Yoga is offered as a tool, but Ghiron prefers tai ji. “The advantage of ti ji is it’s done standing, and you don’t have to hold particular postures, and you can adjust for your own pain threshold.” She said cardiac patients might be experiencing chest pain or shortness of breath. And, Ghiron added, there is much more to it for them.
“There’s the trauma of having gone through a life-threatening event. And there’s a lot of fear: Are they going to be OK? What tai ji does is help people work with that fear and release stress and deal with the risk factors. Sometimes stress is very deniable. They don’t even realize that they are stressed.” They think they are relaxed, but their hands might be in a fist. As we start to do tai ji, they are like, “Wow, this is what relaxed is.”
What are your rewards?
“I think that these patients, because they have just come through a life-threatening event, their heart is open, and they are so willing to do something new and different, and there is such an appreciation for them to be alive that they are so happy and grateful. And it helps remind me of my attitude to life and my appreciation for being alive.”
What makes the Heart Institute program unique?
“Often, stress-management is a missing component in traditional cardiac rehabilitation programs. Lots of programs primarily focus on exercise and nutrition.”

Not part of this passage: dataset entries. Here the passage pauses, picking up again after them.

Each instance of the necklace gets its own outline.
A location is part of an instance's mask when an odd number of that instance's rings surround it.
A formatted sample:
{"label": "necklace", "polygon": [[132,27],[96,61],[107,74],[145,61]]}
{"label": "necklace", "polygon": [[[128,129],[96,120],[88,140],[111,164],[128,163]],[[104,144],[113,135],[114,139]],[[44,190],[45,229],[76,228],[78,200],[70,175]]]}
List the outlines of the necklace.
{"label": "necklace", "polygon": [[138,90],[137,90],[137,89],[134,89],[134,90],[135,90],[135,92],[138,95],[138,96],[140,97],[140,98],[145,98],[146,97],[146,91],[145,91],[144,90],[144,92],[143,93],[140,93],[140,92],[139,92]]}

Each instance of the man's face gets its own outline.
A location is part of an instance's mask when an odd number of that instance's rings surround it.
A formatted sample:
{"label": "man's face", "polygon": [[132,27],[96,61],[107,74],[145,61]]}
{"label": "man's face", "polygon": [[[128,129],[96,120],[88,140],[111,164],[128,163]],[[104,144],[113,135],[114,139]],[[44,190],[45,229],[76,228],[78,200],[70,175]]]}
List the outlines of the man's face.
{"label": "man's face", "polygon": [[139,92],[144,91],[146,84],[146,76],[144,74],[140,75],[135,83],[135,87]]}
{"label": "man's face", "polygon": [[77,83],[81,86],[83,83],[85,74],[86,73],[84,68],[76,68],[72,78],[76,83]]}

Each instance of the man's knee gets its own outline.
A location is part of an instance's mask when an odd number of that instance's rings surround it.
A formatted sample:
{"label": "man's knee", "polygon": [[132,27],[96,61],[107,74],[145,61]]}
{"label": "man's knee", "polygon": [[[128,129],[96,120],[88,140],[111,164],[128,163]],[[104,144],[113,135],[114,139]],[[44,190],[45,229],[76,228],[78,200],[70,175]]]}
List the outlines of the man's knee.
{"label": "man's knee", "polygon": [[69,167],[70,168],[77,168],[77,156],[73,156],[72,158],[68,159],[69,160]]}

The Heart Institute program works with four components equally. Ghiron said. It includes learning about heart-healthy diet, regular cardiovascular program, stress management and the medical component. “Dean Ornish (author, doctor) was the first person to scientifically research this, and those four components have been shown to actually halt or reverse heart disease.” She said the recent move to RallySport allows the clients to continue the cardiovascular section year-round.
Participants in the H.E.A.R.T. program must be heart-disease patients, either post-heart attack or at risk. There is a screening process, and the program is limited to 12. A spouse or other loved one is invited to attend with the patient.